At best, I can see certain historical forms of slavery as Neutral in D&D, and the American version definitely wouldn’t even get that far.

It would probably be wise to stop poking the hornet’s nest of trying to assert a good society would condone slavery.
 

GrimCo

Adventurer
3.5 had races with alignment: always evil (or chaotic evil). Fireball on sight, even if they didn't do anything wrong, was good act. That's why alignment never had any sense. Kobold babies paradox.

Using soul coins is evil. Ok. Good thing would be breaking coin and setting soul free, yes? But, if soul is evil, it just becomes lemure. So you just add new devil to the armies of 9 hells. So, by doing "good" you actually do evil. Only "good" option is not using and not freeing souls from soul coins. Win by not participating.
 

R_J_K75

Legend
I was commenting on rules that you quoted. (IMHO), those rules don’t fit with some notions of the outer planes and of the nature of souls. Souls become too easy to destroy, and too easy to send to a plane other than where they are judged to go. Again, in my opinion, souls should be nearly indestructible, and very hard to hold after death not in their adjudicated plane.
TomB
I understand, wait for my GI Joe RPG Thread,,,now you know, and knowing is half the battle
 

deadman1204

Explorer
3.5 had races with alignment: always evil (or chaotic evil). Fireball on sight, even if they didn't do anything wrong, was good act. That's why alignment never had any sense. Kobold babies paradox.

Using soul coins is evil. Ok. Good thing would be breaking coin and setting soul free, yes? But, if soul is evil, it just becomes lemure. So you just add new devil to the armies of 9 hells. So, by doing "good" you actually do evil. Only "good" option is not using and not freeing souls from soul coins. Win by not participating.
being in a soul coin is kinda tortue and very conconsensual. Is stopping the torture of an "evil" person not a good act? Doing nothing is never a neutral act.

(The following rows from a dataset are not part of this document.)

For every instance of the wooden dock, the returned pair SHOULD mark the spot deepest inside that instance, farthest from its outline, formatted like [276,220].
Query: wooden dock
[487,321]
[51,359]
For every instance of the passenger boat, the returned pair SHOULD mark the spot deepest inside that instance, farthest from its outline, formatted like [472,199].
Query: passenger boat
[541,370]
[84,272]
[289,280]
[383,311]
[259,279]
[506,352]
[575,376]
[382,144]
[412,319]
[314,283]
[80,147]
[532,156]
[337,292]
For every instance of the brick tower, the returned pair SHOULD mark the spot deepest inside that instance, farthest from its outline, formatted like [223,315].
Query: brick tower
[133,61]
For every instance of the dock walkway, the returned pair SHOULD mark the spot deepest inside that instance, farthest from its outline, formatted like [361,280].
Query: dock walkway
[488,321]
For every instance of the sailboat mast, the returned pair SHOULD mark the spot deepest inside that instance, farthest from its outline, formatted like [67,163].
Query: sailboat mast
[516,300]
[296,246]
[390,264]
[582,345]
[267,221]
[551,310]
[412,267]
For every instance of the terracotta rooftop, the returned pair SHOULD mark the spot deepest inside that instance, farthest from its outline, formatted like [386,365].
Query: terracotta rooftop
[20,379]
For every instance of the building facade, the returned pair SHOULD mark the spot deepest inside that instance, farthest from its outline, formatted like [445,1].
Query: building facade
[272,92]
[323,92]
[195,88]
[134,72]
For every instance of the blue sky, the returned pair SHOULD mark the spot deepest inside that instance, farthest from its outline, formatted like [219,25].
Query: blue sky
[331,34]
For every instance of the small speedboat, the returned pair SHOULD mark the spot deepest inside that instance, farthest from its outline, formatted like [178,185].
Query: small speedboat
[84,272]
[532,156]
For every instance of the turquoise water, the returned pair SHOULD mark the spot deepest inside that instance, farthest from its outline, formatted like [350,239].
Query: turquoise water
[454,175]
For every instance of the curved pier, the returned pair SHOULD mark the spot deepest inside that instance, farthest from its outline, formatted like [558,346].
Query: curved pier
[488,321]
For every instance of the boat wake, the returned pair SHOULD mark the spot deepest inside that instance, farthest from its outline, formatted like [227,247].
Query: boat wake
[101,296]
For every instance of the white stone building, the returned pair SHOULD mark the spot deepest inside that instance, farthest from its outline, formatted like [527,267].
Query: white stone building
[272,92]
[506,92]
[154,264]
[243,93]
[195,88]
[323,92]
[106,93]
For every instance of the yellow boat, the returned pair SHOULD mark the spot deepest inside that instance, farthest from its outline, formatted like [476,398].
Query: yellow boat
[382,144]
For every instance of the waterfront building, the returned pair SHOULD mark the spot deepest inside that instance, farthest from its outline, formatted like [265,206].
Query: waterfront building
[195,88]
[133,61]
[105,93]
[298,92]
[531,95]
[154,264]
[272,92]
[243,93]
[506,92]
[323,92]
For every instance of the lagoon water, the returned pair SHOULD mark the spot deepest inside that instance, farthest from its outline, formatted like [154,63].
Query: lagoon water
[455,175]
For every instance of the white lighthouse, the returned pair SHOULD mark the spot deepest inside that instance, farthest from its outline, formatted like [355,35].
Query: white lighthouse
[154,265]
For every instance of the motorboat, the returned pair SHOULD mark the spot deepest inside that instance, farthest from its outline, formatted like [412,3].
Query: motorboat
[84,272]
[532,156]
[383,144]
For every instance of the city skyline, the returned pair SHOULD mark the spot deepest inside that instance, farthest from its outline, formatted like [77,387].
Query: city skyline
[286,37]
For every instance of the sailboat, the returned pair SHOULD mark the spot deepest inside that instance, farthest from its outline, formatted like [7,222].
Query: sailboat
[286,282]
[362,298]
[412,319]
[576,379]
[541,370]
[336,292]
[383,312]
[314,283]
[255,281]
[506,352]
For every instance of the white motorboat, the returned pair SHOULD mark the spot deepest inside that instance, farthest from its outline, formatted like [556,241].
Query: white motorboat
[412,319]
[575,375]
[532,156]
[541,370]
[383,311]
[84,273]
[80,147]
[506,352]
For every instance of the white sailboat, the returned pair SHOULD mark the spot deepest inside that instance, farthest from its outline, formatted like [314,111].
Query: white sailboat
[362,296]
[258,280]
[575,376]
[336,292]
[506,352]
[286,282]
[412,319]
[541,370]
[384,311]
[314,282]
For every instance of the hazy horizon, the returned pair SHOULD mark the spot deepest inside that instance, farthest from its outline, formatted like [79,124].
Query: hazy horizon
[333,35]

By its very nature, doing nothing is endorsing whats happening, because there was an option to change things, but it was decided to let things stay the same.
 

GrimCo

Adventurer
It's not good if you believe that evil soul got punishment it deserved.

Doing nothing sometimes is best thing you can do when presented with 2 bad choices. Not freeing evil soul is just that. Least harm in the long run. Cause by doing good thing, aka freeing traped evil soul, you are directly responsible for creating new baatezu which can do even more harm down the road.